Run `npm audit` for details.
What does this warning indicate, and how can I resolve it? Should I modify my npm settings, or is an update necessary?
You’re seeing two different problems here. First, the --global and --local deprecation warning - that’s just npm saying they prefer different syntax now. It won’t break anything, and your package installed fine (see the “changed 67 packages” part). The real issue is those security vulnerabilities and the outdated tar package. I’ve hit this before - updating npm itself usually clears up most warnings. Run npm install -g npm@latest first. For the security stuff, be careful with npm audit fix since it can break things. Check what npm audit actually reports before fixing anything, especially if this is production.

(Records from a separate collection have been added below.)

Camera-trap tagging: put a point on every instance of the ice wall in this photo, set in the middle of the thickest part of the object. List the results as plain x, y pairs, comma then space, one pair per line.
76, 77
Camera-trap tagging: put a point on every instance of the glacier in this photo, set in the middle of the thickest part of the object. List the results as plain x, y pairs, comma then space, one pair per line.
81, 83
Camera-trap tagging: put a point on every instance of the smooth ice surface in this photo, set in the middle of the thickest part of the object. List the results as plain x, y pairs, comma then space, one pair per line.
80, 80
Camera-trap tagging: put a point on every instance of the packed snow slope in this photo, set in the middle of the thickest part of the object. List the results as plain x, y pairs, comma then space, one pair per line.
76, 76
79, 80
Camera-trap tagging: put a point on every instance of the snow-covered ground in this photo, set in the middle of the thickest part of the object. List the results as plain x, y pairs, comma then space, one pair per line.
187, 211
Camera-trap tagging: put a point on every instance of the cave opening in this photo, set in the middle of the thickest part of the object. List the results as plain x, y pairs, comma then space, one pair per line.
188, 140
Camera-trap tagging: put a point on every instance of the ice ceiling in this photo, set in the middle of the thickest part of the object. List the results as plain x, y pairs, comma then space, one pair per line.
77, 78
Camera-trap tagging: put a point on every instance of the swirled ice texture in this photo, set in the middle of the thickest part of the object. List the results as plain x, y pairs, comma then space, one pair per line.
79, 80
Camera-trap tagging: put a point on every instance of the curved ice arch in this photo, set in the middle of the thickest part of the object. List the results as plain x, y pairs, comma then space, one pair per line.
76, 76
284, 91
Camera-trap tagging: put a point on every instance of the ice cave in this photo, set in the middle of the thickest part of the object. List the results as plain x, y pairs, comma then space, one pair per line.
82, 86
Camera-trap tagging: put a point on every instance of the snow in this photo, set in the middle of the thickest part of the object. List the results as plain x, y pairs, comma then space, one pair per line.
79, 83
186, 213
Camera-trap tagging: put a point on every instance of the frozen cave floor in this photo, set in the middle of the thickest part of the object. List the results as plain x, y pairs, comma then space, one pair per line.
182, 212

That deprecation warning just means npm changed their command syntax in newer versions. Your package installed fine - npm now wants you to use --location=global instead of -g for global installs. The -g flag still works though, so you don’t need to change it right away. The security vulnerabilities are way more important than the deprecation warning. Your tar package has known security issues. Run npm audit fix --force to try automatic fixes, but heads up - this might update packages to versions that break compatibility. Always test your app after running the fix to make sure everything still works.
hey! i had this issue too. it’s just npm updating how they like commands. your install should work tho. run npm audit fix for those vulnerabilities. oh, and don’t forget to update npm npm update -g npm!